It’s hard to tell whose word to take in this very messy, very political scandal. But Mark Black sounds like he’s willing to change his story and latch onto others’ narratives to distract from his firing and make himself sound like one of the good guys when in fact he was hip deep with the bad guys.


6 Responses to Black Says He Wouldn’t Have Followed Jackley’s Orders If He’d Known About Mette Plea Deal

  1. Bob Newland

    As a DCI agent, Black was, by definition, a POS. NOTHING a DCI agent says should be accepted at face value.

  2. Bob Newland wrote:
    >”As a DCI agent, Black was, by definition, a POS. NOTHING a DCI agent says should be accepted at face value.”

    My own nightmarish experiences with South Dakota DCI agent John Bierne tend to confirm Bob’s analysis. These guys seem to reach their conclusions before the investigation starts. They’ll use whatever lies they deem necessary to bait and entrap, and no amount of contrary evidence will ever change their minds.

    Black, Bierne and Michael Moore should be cellmates.

  3. LOL cellmates..The three amigos, slow dancing, what a vision to behold.

  4. Roger Cornelius

    Mark Black points out precisely what is wrong with law enforcement and the justice system in South Dakota.

    That an investigator or the attorney general would pursue ANY case with more or less vigor is an admission of inequality in South Dakota criminal justice system.

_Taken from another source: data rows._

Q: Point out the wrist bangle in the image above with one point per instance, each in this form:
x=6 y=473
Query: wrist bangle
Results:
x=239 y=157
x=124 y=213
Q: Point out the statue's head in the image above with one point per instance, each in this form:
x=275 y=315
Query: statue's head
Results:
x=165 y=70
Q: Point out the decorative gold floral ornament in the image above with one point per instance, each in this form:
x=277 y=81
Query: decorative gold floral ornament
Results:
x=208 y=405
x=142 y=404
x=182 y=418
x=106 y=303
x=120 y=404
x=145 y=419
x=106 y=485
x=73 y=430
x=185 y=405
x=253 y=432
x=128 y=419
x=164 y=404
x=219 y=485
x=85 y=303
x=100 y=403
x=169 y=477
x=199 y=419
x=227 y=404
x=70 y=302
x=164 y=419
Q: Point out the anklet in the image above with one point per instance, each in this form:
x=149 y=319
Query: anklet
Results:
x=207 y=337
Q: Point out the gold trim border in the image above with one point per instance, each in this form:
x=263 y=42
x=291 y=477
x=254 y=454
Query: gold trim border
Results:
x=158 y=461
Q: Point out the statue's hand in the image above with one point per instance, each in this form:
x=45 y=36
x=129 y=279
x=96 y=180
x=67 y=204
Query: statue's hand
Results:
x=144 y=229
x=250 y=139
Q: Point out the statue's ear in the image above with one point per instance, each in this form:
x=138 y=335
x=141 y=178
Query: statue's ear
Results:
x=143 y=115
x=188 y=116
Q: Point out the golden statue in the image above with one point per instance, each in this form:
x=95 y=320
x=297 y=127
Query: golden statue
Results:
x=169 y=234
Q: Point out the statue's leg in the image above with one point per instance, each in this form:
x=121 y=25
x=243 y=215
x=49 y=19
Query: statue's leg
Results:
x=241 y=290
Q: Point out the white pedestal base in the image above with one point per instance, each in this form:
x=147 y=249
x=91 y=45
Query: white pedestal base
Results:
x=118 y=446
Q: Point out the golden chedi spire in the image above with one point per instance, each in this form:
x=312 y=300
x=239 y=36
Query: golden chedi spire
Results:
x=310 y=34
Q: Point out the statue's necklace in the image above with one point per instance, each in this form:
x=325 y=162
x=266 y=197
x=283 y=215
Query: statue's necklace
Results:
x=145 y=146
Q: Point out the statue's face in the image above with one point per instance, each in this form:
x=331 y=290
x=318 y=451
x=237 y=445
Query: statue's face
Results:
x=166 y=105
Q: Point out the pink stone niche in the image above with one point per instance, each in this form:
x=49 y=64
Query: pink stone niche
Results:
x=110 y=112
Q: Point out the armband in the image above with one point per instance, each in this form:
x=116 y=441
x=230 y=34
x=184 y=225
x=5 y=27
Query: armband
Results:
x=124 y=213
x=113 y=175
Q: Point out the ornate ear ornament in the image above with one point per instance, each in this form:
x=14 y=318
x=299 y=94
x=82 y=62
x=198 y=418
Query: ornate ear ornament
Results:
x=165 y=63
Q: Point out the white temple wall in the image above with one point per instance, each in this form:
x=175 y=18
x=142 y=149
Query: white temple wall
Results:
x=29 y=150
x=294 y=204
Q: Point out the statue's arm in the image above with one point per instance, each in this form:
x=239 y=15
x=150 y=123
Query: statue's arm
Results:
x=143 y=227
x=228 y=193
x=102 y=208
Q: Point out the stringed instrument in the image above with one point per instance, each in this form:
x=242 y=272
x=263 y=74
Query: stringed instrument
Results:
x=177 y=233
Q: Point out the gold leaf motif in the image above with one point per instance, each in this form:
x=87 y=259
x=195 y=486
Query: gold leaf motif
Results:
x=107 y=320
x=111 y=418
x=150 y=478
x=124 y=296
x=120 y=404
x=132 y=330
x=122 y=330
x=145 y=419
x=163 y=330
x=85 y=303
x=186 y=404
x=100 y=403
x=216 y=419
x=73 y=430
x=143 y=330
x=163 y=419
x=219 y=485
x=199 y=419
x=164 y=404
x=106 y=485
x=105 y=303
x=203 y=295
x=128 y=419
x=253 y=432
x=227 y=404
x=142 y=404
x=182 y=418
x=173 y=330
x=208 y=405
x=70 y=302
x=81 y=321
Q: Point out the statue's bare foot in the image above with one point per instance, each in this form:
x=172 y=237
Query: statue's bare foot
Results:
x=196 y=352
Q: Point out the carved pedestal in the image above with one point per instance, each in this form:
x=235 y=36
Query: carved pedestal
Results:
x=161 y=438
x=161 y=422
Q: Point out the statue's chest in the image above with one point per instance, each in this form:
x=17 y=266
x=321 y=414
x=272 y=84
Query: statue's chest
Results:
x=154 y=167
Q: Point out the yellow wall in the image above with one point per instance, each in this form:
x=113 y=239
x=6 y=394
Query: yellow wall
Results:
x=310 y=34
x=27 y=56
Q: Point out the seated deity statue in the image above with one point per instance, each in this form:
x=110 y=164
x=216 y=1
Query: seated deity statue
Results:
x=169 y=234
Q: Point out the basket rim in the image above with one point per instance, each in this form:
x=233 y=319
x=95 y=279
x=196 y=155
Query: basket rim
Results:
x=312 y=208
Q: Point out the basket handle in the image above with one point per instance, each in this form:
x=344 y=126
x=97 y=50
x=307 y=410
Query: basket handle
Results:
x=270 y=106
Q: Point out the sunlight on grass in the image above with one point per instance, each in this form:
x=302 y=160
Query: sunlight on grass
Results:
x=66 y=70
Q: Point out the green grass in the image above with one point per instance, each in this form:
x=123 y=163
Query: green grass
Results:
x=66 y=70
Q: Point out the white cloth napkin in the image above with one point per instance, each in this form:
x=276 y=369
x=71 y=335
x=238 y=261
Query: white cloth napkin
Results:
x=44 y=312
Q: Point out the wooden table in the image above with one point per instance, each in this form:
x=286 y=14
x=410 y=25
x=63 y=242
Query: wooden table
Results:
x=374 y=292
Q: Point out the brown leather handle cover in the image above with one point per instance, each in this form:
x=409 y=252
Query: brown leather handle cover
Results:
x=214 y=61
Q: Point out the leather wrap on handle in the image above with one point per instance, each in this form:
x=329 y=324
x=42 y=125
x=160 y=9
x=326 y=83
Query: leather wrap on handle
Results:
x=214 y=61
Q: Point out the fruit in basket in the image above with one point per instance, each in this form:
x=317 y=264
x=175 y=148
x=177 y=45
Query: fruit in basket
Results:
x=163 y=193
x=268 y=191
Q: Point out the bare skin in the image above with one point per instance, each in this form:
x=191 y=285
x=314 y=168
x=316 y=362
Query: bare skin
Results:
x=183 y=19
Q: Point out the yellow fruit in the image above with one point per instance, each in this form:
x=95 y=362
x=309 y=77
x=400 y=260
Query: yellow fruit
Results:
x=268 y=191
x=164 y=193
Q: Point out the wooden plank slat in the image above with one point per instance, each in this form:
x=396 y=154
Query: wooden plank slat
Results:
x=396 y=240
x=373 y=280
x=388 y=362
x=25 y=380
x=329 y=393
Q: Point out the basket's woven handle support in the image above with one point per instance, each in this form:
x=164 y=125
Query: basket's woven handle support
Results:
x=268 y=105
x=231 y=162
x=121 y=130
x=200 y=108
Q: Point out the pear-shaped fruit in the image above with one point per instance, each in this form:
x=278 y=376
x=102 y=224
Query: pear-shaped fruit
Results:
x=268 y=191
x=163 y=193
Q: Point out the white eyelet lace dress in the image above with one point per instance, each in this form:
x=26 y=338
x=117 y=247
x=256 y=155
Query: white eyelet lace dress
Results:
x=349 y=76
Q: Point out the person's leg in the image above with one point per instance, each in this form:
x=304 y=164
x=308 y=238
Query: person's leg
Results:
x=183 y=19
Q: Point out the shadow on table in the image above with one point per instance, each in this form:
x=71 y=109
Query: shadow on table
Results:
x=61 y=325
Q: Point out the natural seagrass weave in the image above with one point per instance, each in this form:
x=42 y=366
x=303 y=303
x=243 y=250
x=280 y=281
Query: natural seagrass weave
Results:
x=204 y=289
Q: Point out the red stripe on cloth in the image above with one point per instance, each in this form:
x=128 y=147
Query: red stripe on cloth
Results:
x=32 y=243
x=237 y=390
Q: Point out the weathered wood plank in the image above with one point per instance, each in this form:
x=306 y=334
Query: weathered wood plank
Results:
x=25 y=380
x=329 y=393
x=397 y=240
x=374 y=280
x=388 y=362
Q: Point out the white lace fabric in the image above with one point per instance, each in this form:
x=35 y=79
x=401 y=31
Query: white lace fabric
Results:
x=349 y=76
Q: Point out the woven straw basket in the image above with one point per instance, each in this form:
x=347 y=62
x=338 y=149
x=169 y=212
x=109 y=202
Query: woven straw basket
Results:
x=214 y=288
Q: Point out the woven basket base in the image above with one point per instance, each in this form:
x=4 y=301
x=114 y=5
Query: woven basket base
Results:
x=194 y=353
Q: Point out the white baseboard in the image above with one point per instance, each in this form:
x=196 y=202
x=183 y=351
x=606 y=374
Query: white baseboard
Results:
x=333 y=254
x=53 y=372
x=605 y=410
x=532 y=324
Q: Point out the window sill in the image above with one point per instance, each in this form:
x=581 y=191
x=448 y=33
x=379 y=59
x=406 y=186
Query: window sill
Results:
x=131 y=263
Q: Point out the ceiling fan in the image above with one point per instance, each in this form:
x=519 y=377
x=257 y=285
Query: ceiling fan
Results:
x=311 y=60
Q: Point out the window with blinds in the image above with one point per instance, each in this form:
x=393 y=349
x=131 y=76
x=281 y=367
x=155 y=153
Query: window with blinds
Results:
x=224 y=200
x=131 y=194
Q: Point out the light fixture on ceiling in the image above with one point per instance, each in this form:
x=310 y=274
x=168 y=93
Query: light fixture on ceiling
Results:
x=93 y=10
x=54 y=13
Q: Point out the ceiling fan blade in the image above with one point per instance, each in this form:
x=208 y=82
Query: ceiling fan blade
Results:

    We were taught growing up that was justice was blind, South Dakota obviously has both eyes open.

  5. 90 schilling

    While I agree with your concept, Roger, SD has both eyes closed and obviously an AG not involved in what I believe the concept of his job is.

    I thought Marty was the ceo of our judicial system and the supremes his board of directors and we the people the shareholders. Guess not unless Marty is fibbing a bit about no involvement in all these crimes of neglect to say the least.

  6. Deb Geelsdottir

    This all stinks to high heaven! Any concept of justice is nonexistent and almost anyone involved, except the children, Schwab and Taliaferro, should be cringing under the weight of shame. Ugh.